We had a 2 year old male staffy and got a 2 year old bull terrier (breeder had kept her to show, then sold her as an adult). They were born only a couple of weeks apart and we had had staff since 8 weeks old.
We started very carefully with a baby gate and one dog in the kitchen, one in the living room. And introduced them by walking them together. Anything could have happened. Our staff was good with other dogs, but we had no guarantee that a 2 year old dog who had spent most of her life cooped up in a kennel in a garage would be OK.
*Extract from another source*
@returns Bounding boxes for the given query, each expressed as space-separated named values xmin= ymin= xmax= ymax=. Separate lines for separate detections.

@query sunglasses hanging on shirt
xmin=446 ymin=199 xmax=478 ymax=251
Within days it was obvious they could live together just fine. They spent the whole time stood at the baby gate, admiring eachother. So the baby gate came down and they lived together very happily - never a spat - til 4 years later he got ill and died. Have, to say that was the hardest part of having 2 dogs - when he died so suddenly, she was left absolutely heartbroken and bereft. She shook all day barely ate - it went on for weeks and weeks. Slowly she returned to something close to normal but she was never the same. We decided not to get another dog - just give her all our attention.
She went blind when she was 4, and that was a bit hard having two as well, as we had to walk them separately (they played too boisterously and it could have damaged her eyes further).
We were just saying today we don't know how we'd have managed had he lived to 14, like she did. As she had dementia the past couple of years and also went deaf the last year. If we'd had two maybe with different health problems, that would have been tough.
Not being negative though - as they loved eachother so much, and got so much happiness from being a pair. If it works that well though, it is tough on one dog when the other dies.
We had a cat, too. She was fine with the 2nd dog but always loved the 1st dog a lot more! Didn't hide her favouritism.